In the present study, the novel prognostic factor PTAR was used to predict poor outcomes in HBV-DeCi patients. We demonstrated that high PTAR was associated with increased mortality. Multivariate analysis identified PTAR as a surrogate independent risk factor for adverse outcomes in these patients.

Currently, several models have been established to stratify the disease severity and assess the prognosis of HBV-associated liver diseases. The most widely used are the Child–Pugh score and the MELD score. However, these scores have some drawbacks. For example, the Child–Pugh score contains five parameters (total bilirubin, albumin, INR, ascites, and hepatic encephalopathy), but the subjective natures for the assessments of ascites and encephalopathy have the propensity to reduce accuracy [9]. The MELD score incorporates three laboratory variables (total bilirubin, INR, and creatinine) and is widely used to evaluate liver function in patients with liver disease and determine the priority of patients for liver transplantation [8]. However, approximately 15%–20% of candidates for liver transplantation are not well served by the MELD score, because the model does not include some important factors (bleeding, ascites, and bacterial infection) that can affect the prognosis [10]. PTAR was initially developed to assess the liver functional reserve in patients with HCC after liver resection [4]. The present study shows that survivors had lower PTAR than nonsurvivors.

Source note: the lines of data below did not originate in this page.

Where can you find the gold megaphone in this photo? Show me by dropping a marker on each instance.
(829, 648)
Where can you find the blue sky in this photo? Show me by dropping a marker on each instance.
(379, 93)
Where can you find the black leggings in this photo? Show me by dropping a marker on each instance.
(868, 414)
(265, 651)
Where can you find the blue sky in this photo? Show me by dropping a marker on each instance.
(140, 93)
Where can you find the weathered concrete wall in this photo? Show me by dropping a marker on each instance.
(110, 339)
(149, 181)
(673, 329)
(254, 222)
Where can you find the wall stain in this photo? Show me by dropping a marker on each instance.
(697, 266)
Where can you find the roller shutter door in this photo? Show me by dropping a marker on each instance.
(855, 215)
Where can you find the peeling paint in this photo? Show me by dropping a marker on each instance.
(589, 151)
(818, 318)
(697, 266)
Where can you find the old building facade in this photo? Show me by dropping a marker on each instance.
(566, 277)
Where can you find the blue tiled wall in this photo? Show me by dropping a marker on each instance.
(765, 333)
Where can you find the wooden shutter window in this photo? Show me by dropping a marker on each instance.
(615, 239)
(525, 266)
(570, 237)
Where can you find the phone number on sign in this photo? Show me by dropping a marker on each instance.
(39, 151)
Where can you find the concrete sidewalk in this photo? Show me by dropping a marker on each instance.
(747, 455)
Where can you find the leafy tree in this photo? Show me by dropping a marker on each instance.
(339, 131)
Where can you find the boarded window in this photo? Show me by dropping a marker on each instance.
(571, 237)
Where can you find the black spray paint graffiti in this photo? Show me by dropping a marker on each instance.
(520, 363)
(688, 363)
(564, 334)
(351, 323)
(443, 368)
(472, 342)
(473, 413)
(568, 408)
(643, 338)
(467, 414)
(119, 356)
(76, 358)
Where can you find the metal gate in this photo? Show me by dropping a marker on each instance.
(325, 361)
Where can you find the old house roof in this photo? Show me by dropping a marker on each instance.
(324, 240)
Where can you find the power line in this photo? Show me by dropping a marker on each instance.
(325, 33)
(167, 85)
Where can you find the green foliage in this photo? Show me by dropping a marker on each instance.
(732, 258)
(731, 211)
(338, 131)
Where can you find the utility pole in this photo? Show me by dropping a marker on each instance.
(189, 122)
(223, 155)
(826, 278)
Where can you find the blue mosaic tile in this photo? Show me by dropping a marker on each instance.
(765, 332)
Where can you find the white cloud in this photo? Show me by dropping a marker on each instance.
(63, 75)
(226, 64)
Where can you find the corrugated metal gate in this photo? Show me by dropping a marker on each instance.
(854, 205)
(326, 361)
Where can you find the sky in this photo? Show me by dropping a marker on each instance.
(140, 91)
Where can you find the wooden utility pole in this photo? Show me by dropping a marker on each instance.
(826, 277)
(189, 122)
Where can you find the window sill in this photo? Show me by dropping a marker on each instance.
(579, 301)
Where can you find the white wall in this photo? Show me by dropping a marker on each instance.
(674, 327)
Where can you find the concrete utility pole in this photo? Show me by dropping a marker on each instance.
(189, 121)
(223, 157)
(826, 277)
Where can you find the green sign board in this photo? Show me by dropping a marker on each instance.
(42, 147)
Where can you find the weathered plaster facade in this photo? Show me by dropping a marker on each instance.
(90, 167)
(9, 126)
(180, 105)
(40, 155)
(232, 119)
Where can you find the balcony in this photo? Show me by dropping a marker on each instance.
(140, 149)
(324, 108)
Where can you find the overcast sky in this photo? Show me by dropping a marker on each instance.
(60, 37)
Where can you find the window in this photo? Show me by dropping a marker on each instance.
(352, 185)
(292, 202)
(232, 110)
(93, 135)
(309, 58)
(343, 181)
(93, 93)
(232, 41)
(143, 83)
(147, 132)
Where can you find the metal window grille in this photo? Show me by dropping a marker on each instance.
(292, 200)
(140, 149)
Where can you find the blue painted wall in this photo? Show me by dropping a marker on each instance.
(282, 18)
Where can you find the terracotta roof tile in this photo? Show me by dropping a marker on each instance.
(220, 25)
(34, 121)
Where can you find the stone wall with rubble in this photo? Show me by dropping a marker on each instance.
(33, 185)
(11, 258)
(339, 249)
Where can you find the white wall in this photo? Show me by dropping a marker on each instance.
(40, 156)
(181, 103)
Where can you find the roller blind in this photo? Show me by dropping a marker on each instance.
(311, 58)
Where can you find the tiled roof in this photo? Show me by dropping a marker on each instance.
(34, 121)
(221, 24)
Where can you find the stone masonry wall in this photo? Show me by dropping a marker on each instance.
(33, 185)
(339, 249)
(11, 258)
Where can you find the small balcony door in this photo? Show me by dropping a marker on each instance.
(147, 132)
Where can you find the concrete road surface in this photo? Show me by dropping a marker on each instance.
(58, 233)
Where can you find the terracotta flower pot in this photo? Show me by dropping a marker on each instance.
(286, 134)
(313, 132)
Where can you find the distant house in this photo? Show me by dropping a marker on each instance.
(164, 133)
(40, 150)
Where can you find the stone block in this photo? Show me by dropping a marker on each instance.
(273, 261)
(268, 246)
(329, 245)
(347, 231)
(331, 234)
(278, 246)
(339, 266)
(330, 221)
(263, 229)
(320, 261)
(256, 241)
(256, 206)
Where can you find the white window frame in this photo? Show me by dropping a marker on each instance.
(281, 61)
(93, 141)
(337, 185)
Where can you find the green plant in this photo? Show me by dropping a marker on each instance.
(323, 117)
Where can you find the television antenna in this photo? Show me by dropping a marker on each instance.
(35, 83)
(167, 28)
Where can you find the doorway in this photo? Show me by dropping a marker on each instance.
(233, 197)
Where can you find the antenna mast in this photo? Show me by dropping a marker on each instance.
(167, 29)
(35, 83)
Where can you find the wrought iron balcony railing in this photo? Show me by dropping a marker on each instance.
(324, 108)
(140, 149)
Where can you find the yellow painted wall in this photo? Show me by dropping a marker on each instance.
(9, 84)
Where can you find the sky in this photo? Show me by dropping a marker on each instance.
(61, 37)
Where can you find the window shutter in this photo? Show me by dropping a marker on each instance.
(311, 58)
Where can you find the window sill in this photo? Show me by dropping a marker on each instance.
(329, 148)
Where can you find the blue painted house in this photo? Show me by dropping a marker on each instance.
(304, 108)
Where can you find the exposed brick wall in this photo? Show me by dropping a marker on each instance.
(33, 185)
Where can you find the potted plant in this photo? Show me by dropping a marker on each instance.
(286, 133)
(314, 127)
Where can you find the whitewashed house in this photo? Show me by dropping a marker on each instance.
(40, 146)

Furthermore, multivariate analysis indicated that PTAR was a promising predictor of 30-day adverse outcomes, with slightly lower predictive power than the MELD score. Because evaluation of PTAR involves only two common laboratory parameters, it is more easily available and more inexpensive than the MELD score. Of note, previous studies identified some noninvasive models associated with mortality in patients with cirrhosis, including albumin-bilirubin score [11] and C-reactive protein to albumin ratio [12]. Our study complements these studies and demonstrates that PTAR can also be used to predict prognosis in HBV-DeCi patients.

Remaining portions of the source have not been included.